Zhang Bo, Yang Xiang, Yang Fei, Yang Xin, Qin Chenghu, Han Dong, Ma Xibo, Liu Kai, Tian Jie
Sino-Dutch Biomedical and Information Engineering School of Northeastern University, Shenyang, China.
Opt Express. 2010 Sep 13;18(19):20201-14. doi: 10.1364/OE.18.020201.
In molecular imaging (MI), especially the optical molecular imaging, bioluminescence tomography (BLT) emerges as an effective imaging modality for small animal imaging. The finite element methods (FEMs), especially the adaptive finite element (AFE) framework, play an important role in BLT. The processing speed of the FEMs and the AFE framework still needs to be improved, although the multi-thread CPU technology and the multi CPU technology have already been applied. In this paper, we for the first time introduce a new kind of acceleration technology to accelerate the AFE framework for BLT, using the graphics processing unit (GPU). Besides the processing speed, the GPU technology can get a balance between the cost and performance. The CUBLAS and CULA are two main important and powerful libraries for programming on NVIDIA GPUs.

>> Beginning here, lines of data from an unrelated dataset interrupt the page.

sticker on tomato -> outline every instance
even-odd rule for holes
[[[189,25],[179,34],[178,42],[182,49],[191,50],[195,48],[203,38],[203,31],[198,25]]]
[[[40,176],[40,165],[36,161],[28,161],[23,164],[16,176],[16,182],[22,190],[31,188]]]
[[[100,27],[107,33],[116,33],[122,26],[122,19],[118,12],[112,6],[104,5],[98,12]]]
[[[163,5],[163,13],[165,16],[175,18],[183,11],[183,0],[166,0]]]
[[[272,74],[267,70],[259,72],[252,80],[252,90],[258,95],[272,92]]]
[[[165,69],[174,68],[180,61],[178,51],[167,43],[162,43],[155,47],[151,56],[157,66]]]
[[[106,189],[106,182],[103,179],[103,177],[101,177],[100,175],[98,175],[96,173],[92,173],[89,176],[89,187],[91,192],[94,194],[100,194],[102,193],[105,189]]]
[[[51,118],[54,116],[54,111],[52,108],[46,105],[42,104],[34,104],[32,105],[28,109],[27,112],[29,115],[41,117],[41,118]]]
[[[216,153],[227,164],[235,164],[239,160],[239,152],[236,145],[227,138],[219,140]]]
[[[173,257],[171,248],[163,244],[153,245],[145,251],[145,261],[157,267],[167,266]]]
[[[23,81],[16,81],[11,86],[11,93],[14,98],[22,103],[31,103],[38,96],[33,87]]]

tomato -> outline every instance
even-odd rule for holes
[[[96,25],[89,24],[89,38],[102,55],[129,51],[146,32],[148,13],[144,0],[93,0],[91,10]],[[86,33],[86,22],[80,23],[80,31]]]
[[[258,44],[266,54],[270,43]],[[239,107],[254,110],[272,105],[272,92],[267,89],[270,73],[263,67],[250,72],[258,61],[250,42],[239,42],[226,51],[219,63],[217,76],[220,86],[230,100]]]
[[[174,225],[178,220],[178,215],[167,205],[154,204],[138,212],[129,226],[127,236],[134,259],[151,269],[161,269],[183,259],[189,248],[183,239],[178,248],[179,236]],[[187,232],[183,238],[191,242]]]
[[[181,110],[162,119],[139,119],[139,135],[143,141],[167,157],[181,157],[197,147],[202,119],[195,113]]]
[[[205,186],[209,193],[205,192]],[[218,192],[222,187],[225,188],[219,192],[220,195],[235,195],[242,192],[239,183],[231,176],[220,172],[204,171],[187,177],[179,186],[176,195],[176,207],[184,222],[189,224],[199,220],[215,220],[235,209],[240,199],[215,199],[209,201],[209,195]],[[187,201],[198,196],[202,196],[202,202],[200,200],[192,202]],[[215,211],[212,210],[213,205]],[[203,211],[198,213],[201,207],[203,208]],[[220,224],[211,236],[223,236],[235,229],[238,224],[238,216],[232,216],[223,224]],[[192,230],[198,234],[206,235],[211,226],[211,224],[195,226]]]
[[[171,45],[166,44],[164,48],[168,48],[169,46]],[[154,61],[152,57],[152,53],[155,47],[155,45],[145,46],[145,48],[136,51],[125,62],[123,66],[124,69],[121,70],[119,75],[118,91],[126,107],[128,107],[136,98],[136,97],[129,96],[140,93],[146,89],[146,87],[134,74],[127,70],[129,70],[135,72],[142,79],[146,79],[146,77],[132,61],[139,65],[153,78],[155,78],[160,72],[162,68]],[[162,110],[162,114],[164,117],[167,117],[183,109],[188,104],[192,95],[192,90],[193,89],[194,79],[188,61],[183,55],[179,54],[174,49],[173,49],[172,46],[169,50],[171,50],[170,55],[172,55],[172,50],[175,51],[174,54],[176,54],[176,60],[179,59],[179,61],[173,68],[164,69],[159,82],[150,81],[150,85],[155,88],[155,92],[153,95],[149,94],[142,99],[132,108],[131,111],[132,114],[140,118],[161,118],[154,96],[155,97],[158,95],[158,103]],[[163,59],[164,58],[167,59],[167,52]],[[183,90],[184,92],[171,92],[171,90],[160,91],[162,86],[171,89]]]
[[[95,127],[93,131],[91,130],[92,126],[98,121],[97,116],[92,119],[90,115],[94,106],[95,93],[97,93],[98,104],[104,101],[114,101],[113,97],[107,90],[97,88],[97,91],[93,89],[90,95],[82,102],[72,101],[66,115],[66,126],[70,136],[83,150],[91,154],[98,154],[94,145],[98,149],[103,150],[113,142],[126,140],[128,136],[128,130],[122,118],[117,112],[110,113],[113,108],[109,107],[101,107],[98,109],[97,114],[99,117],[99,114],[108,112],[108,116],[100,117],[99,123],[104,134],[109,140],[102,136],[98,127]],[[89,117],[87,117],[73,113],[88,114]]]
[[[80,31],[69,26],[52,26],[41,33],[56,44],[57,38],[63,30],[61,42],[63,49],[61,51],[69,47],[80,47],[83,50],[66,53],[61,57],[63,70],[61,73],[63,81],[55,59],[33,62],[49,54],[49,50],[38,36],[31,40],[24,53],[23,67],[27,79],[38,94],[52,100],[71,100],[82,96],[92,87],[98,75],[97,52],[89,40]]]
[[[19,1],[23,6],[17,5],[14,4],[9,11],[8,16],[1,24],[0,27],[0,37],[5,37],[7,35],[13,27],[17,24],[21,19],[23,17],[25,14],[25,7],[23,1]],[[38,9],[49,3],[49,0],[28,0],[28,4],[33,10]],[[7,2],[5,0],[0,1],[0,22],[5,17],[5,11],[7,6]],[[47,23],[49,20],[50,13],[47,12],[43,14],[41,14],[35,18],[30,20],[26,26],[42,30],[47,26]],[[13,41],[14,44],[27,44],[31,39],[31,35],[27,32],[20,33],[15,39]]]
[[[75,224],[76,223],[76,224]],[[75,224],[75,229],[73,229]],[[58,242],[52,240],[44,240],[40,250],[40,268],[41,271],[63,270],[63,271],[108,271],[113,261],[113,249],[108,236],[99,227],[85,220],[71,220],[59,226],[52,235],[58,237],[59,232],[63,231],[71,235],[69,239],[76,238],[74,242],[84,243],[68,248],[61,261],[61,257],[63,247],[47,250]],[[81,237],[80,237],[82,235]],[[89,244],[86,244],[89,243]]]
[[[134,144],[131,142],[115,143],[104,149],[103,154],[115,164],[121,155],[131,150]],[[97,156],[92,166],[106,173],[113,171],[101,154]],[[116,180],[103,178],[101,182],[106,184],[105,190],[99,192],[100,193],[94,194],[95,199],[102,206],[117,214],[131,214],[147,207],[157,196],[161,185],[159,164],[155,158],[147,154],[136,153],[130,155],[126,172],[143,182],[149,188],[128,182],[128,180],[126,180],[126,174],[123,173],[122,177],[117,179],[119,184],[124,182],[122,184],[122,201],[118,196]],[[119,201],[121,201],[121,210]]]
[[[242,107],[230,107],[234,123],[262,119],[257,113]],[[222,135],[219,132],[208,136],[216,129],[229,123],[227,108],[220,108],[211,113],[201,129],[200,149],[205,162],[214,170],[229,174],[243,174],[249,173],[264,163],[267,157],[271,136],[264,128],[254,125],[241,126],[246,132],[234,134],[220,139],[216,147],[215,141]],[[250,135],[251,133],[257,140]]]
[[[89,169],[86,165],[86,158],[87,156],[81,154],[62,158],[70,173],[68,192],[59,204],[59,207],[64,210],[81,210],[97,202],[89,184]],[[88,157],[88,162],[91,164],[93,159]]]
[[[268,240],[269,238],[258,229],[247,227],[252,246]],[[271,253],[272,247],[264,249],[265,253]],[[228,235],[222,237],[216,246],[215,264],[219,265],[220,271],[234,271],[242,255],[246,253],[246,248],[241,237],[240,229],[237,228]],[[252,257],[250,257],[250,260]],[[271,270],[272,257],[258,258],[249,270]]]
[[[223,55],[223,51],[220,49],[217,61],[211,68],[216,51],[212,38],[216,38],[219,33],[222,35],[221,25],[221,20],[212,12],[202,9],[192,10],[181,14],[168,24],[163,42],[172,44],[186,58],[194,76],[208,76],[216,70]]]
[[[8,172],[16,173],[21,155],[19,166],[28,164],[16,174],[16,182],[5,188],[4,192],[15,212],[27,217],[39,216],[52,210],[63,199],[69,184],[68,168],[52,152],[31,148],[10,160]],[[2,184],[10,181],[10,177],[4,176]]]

With the help of CUBLAS and CULA, it is easy to code on NVIDIA GPU and there is no need to worry about the details about the hardware environment of a specific GPU. The numerical experiments are designed to show the necessity, effect and application of the proposed CUBLAS and CULA based GPU acceleration. From the results of the experiments, we can reach the conclusion that the proposed CUBLAS and CULA based GPU acceleration method can improve the processing speed of the AFE framework very much while getting a balance between cost and performance.
在分子成像(MI)中,尤其是光学分子成像领域,生物发光断层扫描(BLT)成为一种用于小动物成像的有效成像方式。有限元方法(FEM),特别是自适应有限元(AFE)框架,在BLT中发挥着重要作用。尽管多线程CPU技术和多CPU技术已经得到应用,但FEM和AFE框架的处理速度仍有待提高。在本文中,我们首次引入一种新型加速技术,即使用图形处理单元(GPU)来加速用于BLT的AFE框架。除了处理速度外,GPU技术还能在成本和性能之间取得平衡。CUBLAS和CULA是用于在NVIDIA GPU上进行编程的两个主要且强大的库。借助CUBLAS和CULA,在NVIDIA GPU上进行编码很容易,而且无需担心特定GPU硬件环境的细节。设计数值实验以展示所提出的基于CUBLAS和CULA的GPU加速的必要性、效果及应用。从实验结果可以得出结论,所提出的基于CUBLAS和CULA的GPU加速方法能够在很大程度上提高AFE框架的处理速度,同时在成本和性能之间取得平衡。